Rep. Steny Hoyer D-Md. speaks during a news conference at Capitol Hill in Washington, Monday, Dec. 19, 2011 as House Minority Leader Rep. Nancy Pelosi and Rep. James Clyburn D-S.C., listen. (AP Photo/Jose Luis Magana)
WASHINGTON (AP) — With neither side showing signs of yielding, a bitterly divided House debated a Republican effort Tuesday to force the Senate to negotiate a payroll tax cut and jobless benefits that expire on New Year’s Day.
The GOP-run House planned a vote on rejecting a two-month extension of the tax cut and unemployment benefits that the Senate passed last weekend with a bipartisan landslide. They were also ready to vote to formally request the Senate to begin fresh talks on the legislation.
The Democratic-led Senate left town on Saturday after approving its version of the bill. Senate Majority Leader Harry Reid, D-Nev., has said he won’t renew bargaining until the House approves the Senate’s short-term measure.

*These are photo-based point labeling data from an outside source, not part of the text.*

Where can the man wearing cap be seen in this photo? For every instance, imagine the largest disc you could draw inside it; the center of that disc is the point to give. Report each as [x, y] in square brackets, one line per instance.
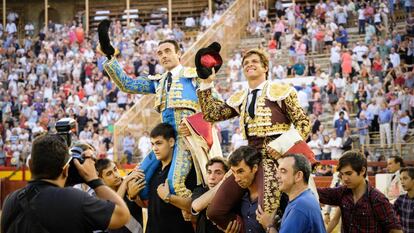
[267, 112]
[176, 99]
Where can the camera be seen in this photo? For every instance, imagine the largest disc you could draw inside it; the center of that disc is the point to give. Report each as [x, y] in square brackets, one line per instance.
[65, 128]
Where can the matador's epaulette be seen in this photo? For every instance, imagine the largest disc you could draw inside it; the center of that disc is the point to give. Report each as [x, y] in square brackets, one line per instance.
[278, 91]
[155, 77]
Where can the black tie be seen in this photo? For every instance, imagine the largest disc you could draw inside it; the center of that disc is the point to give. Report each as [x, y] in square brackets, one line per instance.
[169, 80]
[252, 103]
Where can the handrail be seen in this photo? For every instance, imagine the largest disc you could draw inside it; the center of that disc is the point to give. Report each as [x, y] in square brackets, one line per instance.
[228, 31]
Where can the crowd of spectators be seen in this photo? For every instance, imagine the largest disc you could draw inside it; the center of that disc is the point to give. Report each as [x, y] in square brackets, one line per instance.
[368, 85]
[58, 73]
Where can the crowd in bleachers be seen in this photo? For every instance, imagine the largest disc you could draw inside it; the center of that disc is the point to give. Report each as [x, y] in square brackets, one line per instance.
[363, 74]
[58, 73]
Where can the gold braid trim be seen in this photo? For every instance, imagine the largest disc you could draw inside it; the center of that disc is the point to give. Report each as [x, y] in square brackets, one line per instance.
[214, 109]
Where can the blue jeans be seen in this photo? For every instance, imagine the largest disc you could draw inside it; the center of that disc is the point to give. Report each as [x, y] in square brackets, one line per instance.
[361, 26]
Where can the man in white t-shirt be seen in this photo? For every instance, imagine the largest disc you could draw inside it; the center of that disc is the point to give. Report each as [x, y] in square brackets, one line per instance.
[361, 21]
[395, 58]
[190, 22]
[359, 50]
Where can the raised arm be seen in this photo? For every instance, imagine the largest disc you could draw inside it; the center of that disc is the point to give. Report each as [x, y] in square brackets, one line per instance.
[296, 114]
[140, 85]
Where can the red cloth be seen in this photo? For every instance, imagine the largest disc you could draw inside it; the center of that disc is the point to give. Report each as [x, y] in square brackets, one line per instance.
[201, 127]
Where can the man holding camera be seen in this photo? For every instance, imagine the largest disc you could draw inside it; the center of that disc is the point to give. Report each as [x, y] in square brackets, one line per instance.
[44, 205]
[133, 183]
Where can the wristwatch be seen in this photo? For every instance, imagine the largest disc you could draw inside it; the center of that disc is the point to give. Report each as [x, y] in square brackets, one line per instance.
[167, 198]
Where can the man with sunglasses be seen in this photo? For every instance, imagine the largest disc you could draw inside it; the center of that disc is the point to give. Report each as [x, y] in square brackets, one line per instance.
[363, 207]
[45, 205]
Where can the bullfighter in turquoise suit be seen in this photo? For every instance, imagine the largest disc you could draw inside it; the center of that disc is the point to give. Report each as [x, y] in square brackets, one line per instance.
[176, 99]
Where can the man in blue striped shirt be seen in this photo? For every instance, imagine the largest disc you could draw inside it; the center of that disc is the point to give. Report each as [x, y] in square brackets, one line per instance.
[384, 120]
[404, 205]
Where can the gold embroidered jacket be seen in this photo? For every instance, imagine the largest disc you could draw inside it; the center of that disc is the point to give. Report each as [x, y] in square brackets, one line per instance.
[276, 109]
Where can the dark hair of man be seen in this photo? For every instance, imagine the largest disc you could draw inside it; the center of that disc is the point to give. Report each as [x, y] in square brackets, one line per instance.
[398, 159]
[249, 154]
[218, 160]
[264, 59]
[409, 170]
[355, 159]
[49, 155]
[102, 164]
[301, 165]
[163, 129]
[173, 42]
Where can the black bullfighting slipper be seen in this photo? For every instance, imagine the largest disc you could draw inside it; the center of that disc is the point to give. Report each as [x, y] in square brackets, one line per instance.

Without an agreement, payroll taxes paid by 160 million workers and jobless benefits that support millions of the long-term unemployed will expire Jan. 1. With their cherished holiday recess being shortened each day the battle rages, each side the blamed the other for the impasse.
“If you say you want to do this for a year, put your vote where your rhetoric is,” said Rep. Jeb Hensarling of Texas, a member of the House GOP leadership. “If you’re not willing to work over the holidays, admit to the American people that you’re not willing to work over the holidays.”